Given that NAFLD represents a complex disorder influenced by the interplay between genetic and environmental factors, multi-gene or SNP-SNP interaction studies may help discover the risk factors for NAFLD. Accordingly, we performed the MDR (12) and GMDR (20) to determine the potential SNP-SNP interactions between the 3 SNPs in the SAMM50 gene. The analysis of the SNP-SNP interactions showed a strong interaction between rs738491, rs2143571, and rs3761472 regarding susceptibility to NAFLD. As is described in Table 5, the results of the GMDR indicated that a synergistic relationship might exist between rs738491, rs2143571, and rs3761472 in the SAMM50 gene and the pathophysiology and genetic background of NAFLD. Additionally, a combination of rs2143571 and rs3761472 was the best model to predict the susceptibility to NAFLD compared to the single SNP alone.
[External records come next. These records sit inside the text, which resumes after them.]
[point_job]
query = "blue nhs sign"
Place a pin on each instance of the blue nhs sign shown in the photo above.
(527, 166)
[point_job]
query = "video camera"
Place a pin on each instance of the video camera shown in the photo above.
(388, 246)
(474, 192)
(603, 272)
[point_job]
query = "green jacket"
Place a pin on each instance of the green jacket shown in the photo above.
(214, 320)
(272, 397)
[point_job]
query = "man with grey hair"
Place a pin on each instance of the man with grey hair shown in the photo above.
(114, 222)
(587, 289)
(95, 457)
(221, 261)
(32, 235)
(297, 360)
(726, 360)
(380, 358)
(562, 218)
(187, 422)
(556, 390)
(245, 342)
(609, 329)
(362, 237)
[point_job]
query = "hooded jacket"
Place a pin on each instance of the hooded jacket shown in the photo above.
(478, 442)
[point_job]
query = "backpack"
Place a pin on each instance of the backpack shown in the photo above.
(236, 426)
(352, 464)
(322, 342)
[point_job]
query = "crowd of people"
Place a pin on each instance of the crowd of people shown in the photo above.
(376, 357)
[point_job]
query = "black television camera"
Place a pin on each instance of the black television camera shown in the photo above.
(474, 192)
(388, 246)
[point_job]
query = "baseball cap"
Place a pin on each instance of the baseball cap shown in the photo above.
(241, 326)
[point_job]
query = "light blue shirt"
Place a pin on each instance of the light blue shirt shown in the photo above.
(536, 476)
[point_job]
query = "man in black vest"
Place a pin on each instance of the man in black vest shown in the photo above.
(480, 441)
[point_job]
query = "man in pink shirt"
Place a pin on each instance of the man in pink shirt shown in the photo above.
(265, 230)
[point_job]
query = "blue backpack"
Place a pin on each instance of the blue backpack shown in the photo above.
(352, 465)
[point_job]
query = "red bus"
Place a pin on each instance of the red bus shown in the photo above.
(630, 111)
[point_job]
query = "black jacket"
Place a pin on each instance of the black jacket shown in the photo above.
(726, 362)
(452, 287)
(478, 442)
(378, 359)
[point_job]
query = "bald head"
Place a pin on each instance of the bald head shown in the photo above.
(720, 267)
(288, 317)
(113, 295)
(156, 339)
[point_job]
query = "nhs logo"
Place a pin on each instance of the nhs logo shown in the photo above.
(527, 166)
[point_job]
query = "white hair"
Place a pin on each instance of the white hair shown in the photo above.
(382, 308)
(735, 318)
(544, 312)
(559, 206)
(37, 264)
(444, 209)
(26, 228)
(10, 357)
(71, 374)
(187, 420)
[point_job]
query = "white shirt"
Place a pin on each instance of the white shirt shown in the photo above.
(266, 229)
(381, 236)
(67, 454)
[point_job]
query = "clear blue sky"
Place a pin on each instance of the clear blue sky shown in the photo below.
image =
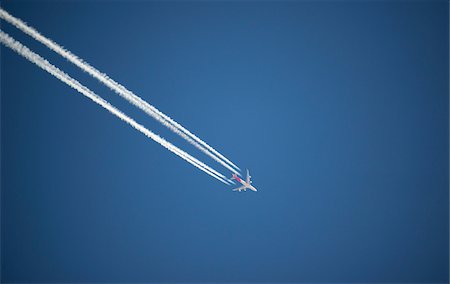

However, several limitations existed in our study. First, the lack of liver biopsy is the main limitation of the present study. Liver biopsy is recognized as the gold standard in providing an accurate diagnosis of NAFLD; it is, however, expensive and not ethically feasible for uninvestigated subjects in epidemiological studies. We determined the hepatic fat content employing liver ultrasonography, which is widely utilized for the measurement of fatty liver disease (9) but cannot provide reliable quantitative information (21, 22). Moreover, liver ultrasonography cannot detect small changes in hepatic fat content over time, and its sensitivity and specificity are decreased in diagnosing obese NAFLD patients (23). Second, the underlying molecular mechanisms of the association and the SNP-SNP interactions should be explored by future basic and clinical studies.
We first demonstrated that genetic variants in rs738491, rs2143571, and rs3761472 in the SAMM50 gene created susceptibility to NAFLD in a Chinese Han population. The SNP-SNP interaction studies showed that a combination of the 3 SNPs in the SAMM50 gene might have synergism to predict the predisposition to NAFLD. The present study will help identify high-risk populations and perform appropriate interventions. Meanwhile, it will provide new ideas for the prevention and treatment of NAFLD.